O próprio título já faz referência a um clássico dos anos 80 de John Hughes, O Clube dos Cinco (The Breakfast Club, 1985), e o longa espanhol homenageia (ou imita) muito o original. Aqui são seis pessoas, mas ainda há o Clube, há os preconceitos a serem combatidos, as reuniões de (auto) conhecimento coletivo, e as amizades e romances inesperados. As cores do filme também lembram muito os anos 80, só que tudo mais limpo e atualizado para os anos 2010; mas a referência ainda é claríssima. As conversas e os próprios estereótipos são sugados dos Cinco e distribuídos nesse colégio em Madrid, perdendo certa originalidade espanhola, transformando o longa em uma versão de qualquer colegial norte-americano.

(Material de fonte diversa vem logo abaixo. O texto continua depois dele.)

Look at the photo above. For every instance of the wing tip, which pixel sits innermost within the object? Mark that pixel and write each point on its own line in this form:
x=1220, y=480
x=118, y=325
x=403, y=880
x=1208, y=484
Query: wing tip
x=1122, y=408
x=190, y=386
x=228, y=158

            Incompreendidos... lembra outra palavra de um filme colegial de sucesso: invisíveis. As Vantagens De Ser Invisível (The Perks of Being a Wallfower, 2012) aborda vários temas similares ao Clube dos Cinco, mas atualizado para uma nova geração com outro tom. O Incomprendidos não sabe ao certo qual é seu tom, e muito menos qual história quer contar. Há momentos que o longa foca na amizade do Clube, outros em um romance adolescente que parece um longo vídeo clipe, e outros em assuntos que permeiam vários filmes colegiais. Tendo como referência esses dois grandes longas, o filme espanhol acaba se perdendo no roteiro e no tom do filme, com pouca originalidade e muito pouco aprofundamento em questões importantíssimas que só vem à tona no final. (ALERTA SPOILER) Depois de muito romance adolescente, brigas bobas e pouca originalidade, no fim há uma fagulha de esperança quando há um beijo entre duas garotas, porém aquilo cai de paraquedas no filme e morre ali mesmo, não há conversa sobre aquilo e foi como se nunca tivesse acontecido. Outro assunto que o longa joga na cara e não aprofunda é sobre esquizofrenia, quando no final do filme nos é mostrado isso, mas também a conversa que segue é muito genérica parece não haver peso para a história.


            Certamente o diretor fez escolhas erradas ao conduzir as histórias que se entrelaçam e querer apresentar personagens demais. Incomprendidos é algo que poderia ser muito maior, mas acaba nadando nos mesmos assuntos sem trazer nada novo. Reflexões sobre amizade, mudanças, bullying, pressão familiar, preconceitos e tudo o que esse período conturbado que é a adolescência nos proporciona são vazias. Infelizmente, perderam uma chance de atualizar o Clube e conversar com uma nova geração de adolescentes que se sentem incompreendidos pela sociedade.